Growing your business is usually seen as desirable, a great achievement and a sign of success.
Yet if you’ve cracked the sales and marketing conundrum and have rocketing sales, you still can’t sit back and relax. There are many pitfalls along the road of expansion which could derail your business, or even potentially end it.
If your back office can’t keep up with the rapid pace of sales, you aren’t going to last long, even if you have the biggest market share. You must be able to invoice your customers and collect your cash if you want to survive as a business. Invest in your back office team, as well as the sales force.
Are you delivering what you say you will? If you’re not, your hard-won customers will leave you, depriving you of repeat business and possibly your reputation.
This includes shorting customers of stock due to supply chain issues, or simply not replying to emails or phone calls in a timely manner. As with above, make sure your operations and support teams can keep up with the rate of sale.
Pursuing revenue at all costs
You can always grow sales if you’re not concerned about the cost, or being profitable. However, you will always need cash to survive as a business. Whilst profit does not always translate into cash, being profitable should be on your future agenda, as should generating sufficient cash for survival.
Growing your profits or cash balance also counts as ‘growing’, and if you can improve these without increasing the sales line, you will have made your business much more efficient. So when the sales do grow, they will be worth much more to you.
Growth requires higher stock levels to fulfill higher sales orders, and higher stock levels need more cash to pay for them. Unless your customers pay you before you pay your supplier (and if this is you please do give me a call!) you will have to fund the growing stock levels.

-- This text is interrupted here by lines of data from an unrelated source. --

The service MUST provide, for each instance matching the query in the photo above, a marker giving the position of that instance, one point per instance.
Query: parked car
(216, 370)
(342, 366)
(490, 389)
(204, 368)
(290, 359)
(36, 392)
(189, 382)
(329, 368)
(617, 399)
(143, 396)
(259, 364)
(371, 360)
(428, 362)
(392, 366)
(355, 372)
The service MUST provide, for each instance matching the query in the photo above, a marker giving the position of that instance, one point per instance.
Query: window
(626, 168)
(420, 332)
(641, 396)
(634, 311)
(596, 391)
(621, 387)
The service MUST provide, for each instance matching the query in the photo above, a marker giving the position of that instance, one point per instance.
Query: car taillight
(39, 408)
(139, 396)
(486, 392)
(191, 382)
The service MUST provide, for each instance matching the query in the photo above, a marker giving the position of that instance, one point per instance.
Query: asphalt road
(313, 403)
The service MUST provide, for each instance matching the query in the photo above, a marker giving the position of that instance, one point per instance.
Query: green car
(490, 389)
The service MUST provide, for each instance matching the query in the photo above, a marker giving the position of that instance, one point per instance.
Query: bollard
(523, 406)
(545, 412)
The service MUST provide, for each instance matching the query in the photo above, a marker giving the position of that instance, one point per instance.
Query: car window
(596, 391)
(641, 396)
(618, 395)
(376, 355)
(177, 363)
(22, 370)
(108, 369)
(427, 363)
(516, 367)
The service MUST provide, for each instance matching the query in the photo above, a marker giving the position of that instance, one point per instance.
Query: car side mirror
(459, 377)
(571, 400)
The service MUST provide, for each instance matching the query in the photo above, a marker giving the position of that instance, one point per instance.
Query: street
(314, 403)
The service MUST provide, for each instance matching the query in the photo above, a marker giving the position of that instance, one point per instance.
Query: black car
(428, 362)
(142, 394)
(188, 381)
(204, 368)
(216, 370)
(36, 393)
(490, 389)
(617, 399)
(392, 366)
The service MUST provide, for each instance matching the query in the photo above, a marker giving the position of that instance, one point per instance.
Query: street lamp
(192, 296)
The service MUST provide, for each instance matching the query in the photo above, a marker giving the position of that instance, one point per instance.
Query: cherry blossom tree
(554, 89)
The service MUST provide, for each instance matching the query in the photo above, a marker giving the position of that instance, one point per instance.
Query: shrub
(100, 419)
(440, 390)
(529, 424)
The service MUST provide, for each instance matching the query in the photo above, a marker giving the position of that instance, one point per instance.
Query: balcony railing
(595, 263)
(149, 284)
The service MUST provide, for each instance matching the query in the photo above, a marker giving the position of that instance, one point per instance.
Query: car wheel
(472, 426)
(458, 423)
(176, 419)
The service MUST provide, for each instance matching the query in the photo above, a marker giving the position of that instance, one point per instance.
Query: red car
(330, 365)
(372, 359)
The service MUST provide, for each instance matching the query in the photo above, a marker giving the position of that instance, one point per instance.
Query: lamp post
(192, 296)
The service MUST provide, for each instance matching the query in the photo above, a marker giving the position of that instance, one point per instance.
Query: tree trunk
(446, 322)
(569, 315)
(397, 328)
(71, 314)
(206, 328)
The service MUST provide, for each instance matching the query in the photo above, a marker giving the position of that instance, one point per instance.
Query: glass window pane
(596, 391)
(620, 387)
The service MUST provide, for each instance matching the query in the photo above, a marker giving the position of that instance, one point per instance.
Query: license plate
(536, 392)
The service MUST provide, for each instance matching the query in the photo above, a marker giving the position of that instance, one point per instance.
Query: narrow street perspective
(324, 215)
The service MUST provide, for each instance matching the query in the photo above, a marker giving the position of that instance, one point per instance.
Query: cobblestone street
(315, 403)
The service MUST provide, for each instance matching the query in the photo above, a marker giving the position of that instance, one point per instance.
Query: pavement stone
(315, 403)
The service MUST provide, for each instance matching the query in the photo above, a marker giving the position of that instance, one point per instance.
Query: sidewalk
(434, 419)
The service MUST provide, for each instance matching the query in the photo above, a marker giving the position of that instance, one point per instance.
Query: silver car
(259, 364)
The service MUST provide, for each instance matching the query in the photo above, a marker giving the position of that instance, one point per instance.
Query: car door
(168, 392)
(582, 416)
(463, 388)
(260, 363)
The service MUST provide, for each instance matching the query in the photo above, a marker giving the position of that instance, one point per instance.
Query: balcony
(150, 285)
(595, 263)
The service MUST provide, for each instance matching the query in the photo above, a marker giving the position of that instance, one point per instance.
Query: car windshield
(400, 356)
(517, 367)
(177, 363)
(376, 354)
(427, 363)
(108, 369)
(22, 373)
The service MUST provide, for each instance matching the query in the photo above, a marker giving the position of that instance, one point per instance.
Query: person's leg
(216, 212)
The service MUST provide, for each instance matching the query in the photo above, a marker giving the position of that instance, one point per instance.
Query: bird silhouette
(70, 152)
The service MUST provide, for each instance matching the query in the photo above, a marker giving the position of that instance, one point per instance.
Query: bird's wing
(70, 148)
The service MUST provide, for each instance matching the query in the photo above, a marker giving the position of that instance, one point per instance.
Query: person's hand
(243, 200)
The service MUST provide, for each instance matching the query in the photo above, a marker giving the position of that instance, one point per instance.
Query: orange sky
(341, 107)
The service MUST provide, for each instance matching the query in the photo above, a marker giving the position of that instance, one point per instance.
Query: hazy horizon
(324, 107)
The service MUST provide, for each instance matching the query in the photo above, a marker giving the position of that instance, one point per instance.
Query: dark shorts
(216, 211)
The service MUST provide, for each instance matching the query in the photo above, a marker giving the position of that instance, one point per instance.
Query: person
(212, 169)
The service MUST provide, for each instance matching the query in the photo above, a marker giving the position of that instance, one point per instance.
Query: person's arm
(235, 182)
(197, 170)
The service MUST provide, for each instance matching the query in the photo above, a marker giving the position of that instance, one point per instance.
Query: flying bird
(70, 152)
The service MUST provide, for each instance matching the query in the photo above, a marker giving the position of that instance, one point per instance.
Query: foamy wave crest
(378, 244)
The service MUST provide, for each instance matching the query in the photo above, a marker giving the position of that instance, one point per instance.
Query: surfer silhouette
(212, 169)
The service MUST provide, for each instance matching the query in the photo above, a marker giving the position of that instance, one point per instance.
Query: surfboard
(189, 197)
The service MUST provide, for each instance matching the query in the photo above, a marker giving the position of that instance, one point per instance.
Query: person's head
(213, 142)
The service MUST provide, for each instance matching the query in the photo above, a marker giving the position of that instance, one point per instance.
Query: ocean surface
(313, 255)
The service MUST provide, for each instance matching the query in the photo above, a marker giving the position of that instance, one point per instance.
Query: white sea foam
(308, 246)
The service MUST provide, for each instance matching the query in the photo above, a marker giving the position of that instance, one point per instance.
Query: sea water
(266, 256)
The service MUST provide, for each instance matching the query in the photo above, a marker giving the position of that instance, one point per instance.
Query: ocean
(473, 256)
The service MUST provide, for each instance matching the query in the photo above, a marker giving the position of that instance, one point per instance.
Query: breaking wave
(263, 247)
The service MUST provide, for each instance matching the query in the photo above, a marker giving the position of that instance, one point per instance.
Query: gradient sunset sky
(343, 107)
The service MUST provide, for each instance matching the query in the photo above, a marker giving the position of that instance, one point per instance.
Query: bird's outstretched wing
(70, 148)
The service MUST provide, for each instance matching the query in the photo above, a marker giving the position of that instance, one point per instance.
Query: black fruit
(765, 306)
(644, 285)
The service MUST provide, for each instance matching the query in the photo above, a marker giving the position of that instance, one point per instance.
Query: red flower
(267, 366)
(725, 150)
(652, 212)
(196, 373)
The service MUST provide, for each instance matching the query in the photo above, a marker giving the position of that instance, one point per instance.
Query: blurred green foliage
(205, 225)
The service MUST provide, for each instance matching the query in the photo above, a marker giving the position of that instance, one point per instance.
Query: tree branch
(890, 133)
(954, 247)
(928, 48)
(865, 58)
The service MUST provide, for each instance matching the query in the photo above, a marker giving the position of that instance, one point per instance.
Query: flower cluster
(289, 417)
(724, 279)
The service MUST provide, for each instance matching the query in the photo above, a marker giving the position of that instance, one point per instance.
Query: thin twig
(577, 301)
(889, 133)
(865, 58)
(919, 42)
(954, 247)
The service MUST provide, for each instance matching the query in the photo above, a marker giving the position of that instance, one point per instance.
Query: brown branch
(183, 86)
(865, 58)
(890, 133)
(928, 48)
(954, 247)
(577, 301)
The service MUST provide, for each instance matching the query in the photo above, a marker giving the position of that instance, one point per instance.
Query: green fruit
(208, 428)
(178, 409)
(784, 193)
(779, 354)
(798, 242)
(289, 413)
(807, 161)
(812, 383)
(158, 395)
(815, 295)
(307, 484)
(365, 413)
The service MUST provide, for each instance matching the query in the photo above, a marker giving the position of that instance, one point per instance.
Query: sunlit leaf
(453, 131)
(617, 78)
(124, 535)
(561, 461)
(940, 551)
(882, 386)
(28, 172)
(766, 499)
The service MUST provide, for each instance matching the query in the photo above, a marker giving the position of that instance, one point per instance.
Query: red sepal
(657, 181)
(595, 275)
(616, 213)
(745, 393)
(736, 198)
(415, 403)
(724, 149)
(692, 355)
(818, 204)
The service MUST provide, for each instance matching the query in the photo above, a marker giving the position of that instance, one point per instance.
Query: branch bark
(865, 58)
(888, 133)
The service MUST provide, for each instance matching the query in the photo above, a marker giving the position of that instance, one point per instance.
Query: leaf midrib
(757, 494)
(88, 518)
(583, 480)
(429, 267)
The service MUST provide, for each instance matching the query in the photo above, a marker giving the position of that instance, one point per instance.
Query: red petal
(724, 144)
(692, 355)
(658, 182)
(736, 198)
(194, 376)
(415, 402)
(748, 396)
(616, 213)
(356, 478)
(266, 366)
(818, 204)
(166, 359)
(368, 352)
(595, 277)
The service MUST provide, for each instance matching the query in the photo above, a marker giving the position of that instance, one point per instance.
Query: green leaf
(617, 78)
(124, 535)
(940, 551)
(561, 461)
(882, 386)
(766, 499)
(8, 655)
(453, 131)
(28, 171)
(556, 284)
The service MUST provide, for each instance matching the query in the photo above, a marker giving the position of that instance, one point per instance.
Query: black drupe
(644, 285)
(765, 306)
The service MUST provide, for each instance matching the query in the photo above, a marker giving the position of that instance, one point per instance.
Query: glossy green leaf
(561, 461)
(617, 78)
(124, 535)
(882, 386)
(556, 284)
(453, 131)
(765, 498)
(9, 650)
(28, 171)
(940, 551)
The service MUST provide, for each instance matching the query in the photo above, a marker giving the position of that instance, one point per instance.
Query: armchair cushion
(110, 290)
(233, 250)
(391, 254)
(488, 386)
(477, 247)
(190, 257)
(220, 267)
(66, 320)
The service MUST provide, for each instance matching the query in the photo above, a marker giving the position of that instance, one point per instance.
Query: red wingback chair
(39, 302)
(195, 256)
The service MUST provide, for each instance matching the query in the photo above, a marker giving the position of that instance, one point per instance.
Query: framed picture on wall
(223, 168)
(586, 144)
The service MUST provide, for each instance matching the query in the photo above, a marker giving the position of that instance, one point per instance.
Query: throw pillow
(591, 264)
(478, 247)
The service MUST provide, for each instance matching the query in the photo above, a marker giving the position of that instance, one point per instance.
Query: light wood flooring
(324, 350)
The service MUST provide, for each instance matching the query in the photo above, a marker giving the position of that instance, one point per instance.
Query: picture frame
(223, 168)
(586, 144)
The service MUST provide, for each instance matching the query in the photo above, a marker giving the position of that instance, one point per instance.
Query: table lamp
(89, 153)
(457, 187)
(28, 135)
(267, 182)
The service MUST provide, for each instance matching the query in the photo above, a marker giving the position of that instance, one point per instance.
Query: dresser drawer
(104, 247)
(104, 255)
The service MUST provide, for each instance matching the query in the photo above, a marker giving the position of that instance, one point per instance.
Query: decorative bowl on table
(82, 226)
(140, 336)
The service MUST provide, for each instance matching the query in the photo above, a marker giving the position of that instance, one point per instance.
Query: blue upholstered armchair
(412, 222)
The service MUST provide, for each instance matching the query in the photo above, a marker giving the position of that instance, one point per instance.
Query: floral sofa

There’s a wide range of funding options including investors, loans, debt factoring, stock financing and overdrafts. You can mix and match to suit your business needs and long term plans.
As you hire in more staff, your original business culture will become diluted. Invest time in recruiting the right staff for your team, who believe in your values and will actively champion your culture and brand. You will spend most of your waking hours with them; they will be responsible for growing your business. Choose wisely. Don’t rush this.
This is the tough one. When you start out, multi-taskers are amazing. As you grow, you may find you need experts in certain fields. Sometimes, an original multi-tasker no longer fits the roles you need doing in your expanded business, and there are tough conversations and decisions to make about their future with you.
Ultimately, you can’t afford to pay staff you don’t really need, so burying your head in the sand and keeping them employed will make your cash position worse and possibly erode other areas, like culture and engagement, for other employees. But there’s no need to do an Apprentice ‘You’re Fired’ – letting go of staff with kindness is a valuable skill.
There’s no magic wand to wave to make growth easy, but if you keep your eyes open for the pitfalls rather than only on the climbing sales, you will stand a far better chance of achieving your goal.